Maybe it’s like this: Go out to a store and spend hundreds of dollars in a bag of sticks. Take these sticks to a large, private field and spend more money to be given the right to walk around it. While you are there, use the sticks to knock some small balls into small holes. There’s no reason to do this except that this is what you can do with sticks and a ball – hit things into holes. Spend a few hours doing this and when you’re done, book ahead so you can do it again… and again… and again…

In the real world, some people have a name for this; they call it “golf.” I know, it sounds stupid to waste all you time hitting balls with sticks, but it is, apparently, “A Life.”

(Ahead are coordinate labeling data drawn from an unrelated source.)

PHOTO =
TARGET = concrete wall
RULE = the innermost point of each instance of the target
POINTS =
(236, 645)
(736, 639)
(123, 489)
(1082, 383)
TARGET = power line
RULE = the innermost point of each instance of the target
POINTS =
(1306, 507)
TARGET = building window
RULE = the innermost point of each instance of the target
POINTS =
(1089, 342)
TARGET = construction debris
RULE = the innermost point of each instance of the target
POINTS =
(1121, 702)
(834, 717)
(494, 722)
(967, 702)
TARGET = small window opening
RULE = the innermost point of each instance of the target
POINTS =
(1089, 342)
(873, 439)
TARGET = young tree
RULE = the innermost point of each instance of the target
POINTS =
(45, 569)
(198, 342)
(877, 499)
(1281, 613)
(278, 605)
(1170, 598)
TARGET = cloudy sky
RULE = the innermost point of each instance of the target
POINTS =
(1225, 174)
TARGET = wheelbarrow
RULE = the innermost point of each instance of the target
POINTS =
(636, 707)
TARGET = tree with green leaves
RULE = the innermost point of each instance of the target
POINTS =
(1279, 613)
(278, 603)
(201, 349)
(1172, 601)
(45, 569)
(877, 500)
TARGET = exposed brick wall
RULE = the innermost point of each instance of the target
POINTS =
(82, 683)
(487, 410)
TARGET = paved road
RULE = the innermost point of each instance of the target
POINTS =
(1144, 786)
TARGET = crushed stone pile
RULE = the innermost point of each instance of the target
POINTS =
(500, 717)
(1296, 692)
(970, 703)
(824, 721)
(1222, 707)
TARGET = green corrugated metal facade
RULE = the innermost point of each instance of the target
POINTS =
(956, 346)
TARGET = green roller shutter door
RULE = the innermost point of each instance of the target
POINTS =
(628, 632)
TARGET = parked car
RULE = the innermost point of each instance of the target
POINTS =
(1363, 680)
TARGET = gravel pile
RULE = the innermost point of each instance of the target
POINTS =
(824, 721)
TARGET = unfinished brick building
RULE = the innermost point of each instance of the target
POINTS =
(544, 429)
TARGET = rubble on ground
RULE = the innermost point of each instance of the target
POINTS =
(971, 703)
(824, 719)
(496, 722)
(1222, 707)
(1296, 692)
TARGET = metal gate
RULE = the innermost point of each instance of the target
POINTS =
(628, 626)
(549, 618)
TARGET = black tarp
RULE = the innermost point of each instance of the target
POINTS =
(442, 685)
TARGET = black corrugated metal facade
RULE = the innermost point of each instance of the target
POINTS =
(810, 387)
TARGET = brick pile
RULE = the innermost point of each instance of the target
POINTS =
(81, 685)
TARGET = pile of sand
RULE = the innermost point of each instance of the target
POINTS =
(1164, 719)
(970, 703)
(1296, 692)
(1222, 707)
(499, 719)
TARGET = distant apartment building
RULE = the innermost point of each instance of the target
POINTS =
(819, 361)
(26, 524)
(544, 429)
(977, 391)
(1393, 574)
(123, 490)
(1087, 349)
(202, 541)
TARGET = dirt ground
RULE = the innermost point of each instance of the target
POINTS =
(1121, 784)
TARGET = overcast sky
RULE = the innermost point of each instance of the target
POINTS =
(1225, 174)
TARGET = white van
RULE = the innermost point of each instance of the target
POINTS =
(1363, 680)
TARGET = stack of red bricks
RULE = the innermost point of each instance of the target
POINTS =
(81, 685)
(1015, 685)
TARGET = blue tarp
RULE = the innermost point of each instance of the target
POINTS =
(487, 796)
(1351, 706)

Or how about another one. There are a small number of men in the US who never grow up. When they are kids, they run around playing with balls and jumping on each other. As adults, they get paid to do this. What’s really remarkable about this is that they only get paid because millions of other guys are crap at it! So the men who suck big time at throwing balls and jumping on each other pay ridiculous amounts of money just to watch other men do it. Imagine, paying just to watch! Some of these watchers will also buy shirts with the names of other men on the back and wear them. But they are not gay. They are called “football fans.” This too is, allegedly, “A Life.”

And has anyone ever watched Extreme Fighting? Here you have two men wearing Speedos who get covered in sweat and roll around with each other. Most have had their body hair shaved to make their skin smoother and they spend lots of time working out so that their well-toned, muscular bodies can look good when glistening with oil and rubbing against their opponent’s groin. And as they bump and grind on a leathery floor, hundreds and thousands of men will be watching and cheering. These are called “Fight Fans” and have “A Life.”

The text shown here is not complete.